It’s like Dragon Quest Minecraft. Don’t beat around the bush about it. As much as I hate these surface-level comparisons, most of the thoughts I have about Dragon Quest Builders 2 can be sourced directly from what it does the same or differently from Minecraft. It’s unavoidable.

That being said, Dragon Quest Builders 2 does a lot of things I wish Minecraft would do! Its main focus is on town building, creating a cute connection to the mainline Dragon Quest games as the towns you build serve as being equivalent to the towns and castles you’d ordinarily find in those games. Building is essential throughout the game's runtime, cycling between fighting monsters and collecting materials in service of making more livable and workable spaces for your townspeople. It has a much more goal-oriented style of play, sprinkling new little objectives to occupy your time with so you always have something to do. It makes what you build not just there for the sake of looking nice, but to also serve various functional purposes! Town sizes start small and grow over time, so it’s almost like solving a puzzle trying to find how to neatly fit every building in your town together. It makes for an experience more linear than other Minecraft-likes but still asking a lot of creativity of the player if they so desire.

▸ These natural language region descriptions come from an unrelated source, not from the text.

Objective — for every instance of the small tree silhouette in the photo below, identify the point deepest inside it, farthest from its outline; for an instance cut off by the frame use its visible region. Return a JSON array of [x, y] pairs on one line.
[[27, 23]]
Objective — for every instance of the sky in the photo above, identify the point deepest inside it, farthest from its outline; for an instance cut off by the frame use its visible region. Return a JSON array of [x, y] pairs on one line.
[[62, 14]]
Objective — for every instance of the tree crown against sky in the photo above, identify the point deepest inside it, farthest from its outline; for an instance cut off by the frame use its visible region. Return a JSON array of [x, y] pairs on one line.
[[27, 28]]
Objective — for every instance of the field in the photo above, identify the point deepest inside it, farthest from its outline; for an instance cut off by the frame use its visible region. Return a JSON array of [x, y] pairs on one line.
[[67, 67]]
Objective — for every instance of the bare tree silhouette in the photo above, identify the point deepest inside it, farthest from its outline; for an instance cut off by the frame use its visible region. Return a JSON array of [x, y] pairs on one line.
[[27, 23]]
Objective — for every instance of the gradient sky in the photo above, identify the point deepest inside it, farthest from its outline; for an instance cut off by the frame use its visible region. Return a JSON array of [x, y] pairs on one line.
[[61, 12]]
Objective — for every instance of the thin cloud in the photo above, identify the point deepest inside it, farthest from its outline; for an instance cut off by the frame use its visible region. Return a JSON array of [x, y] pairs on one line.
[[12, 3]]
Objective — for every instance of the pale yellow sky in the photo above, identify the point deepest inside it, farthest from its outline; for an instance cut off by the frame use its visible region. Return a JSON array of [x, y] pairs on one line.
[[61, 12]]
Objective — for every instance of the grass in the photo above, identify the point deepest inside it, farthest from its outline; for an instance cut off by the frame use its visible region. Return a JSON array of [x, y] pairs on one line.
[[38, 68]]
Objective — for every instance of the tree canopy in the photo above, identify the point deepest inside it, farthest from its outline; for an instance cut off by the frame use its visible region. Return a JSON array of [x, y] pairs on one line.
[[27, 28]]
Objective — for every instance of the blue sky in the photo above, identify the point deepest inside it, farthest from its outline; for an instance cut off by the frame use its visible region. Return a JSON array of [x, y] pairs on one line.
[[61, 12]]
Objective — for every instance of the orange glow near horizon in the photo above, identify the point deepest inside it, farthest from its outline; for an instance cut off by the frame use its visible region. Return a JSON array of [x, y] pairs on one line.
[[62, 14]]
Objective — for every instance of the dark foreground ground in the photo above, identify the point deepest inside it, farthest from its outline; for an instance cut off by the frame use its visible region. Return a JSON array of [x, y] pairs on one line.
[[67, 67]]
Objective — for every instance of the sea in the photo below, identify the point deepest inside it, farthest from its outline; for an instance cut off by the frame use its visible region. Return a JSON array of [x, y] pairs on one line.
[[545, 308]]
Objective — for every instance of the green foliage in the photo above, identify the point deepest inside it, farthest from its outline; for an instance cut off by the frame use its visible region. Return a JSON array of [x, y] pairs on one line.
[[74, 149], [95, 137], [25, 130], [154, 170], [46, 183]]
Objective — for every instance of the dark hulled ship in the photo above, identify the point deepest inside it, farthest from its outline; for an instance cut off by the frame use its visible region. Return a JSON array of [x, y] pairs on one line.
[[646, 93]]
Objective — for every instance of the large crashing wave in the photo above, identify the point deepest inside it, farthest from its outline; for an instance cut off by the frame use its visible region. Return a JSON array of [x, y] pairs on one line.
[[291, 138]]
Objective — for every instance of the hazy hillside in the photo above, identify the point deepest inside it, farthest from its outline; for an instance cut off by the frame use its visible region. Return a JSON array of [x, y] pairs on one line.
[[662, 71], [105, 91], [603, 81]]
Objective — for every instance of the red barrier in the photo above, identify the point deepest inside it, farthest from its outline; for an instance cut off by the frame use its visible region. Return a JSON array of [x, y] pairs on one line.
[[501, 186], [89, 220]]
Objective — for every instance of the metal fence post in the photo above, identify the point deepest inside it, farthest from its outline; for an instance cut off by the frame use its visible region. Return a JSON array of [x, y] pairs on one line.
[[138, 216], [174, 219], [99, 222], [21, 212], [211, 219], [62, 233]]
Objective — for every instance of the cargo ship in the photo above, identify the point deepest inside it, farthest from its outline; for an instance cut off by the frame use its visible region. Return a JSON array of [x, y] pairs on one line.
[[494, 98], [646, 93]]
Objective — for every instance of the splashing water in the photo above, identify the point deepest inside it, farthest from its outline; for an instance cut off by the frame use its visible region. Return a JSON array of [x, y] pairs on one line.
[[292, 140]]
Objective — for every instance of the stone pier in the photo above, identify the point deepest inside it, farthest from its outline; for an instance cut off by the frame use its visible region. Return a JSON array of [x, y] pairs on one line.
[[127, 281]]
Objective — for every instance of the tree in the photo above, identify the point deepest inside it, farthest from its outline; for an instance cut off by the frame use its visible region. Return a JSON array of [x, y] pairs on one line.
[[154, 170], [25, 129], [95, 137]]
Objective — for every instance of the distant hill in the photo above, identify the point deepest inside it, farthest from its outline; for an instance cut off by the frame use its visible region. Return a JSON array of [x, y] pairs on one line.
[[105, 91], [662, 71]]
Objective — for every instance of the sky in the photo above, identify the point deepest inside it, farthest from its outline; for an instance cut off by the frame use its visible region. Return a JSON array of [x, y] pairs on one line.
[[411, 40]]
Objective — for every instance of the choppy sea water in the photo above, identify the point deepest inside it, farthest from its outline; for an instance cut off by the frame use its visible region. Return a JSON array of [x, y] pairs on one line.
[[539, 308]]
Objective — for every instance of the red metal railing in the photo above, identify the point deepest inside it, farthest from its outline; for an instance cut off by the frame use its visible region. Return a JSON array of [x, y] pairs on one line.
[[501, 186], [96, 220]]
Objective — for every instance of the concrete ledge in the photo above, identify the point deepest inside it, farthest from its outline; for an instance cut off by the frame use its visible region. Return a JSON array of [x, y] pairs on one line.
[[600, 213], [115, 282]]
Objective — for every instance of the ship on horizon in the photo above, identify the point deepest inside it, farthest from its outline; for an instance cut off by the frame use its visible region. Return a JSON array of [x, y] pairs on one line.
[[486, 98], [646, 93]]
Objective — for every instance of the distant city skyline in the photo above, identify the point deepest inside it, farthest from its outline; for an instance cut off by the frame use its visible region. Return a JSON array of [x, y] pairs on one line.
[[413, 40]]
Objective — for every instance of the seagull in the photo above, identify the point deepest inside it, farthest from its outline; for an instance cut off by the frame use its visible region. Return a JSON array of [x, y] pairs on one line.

That is until you get to the blueprints, that is. Multiple points in the game ask you to create an exact version of a structure they planned out for you, turning the creative process of building and fitting your space into a chore where you find all the little blocks you need and arrange them just like the game wants you to. It’s an awful dampener on an otherwise great time, one that’s only made worse when certain blueprints have your townspeople just get all the materials and build the whole damn thing for you. What’s even the point by then? Back on my home island, I wanted to use the desert area to create a large western-style town, with minecart rails connecting the homes from the shops from the pubs. But when I got there, they grabbed my hand and told me I was gonna make a pyramid instead, and every single building I made in that area had to be inside it. What a load of bullshit.

Dragon Quest Builders 2 kept me engaged with its town building gameplay loop and mini-objectives always giving me something to do, but it always seemed a little too interested in what it wanted to see rather than what the player wanted. In a game with so much potential for creative ideas to flow freely, it feels like a massive waste to limit that creativity the way it does.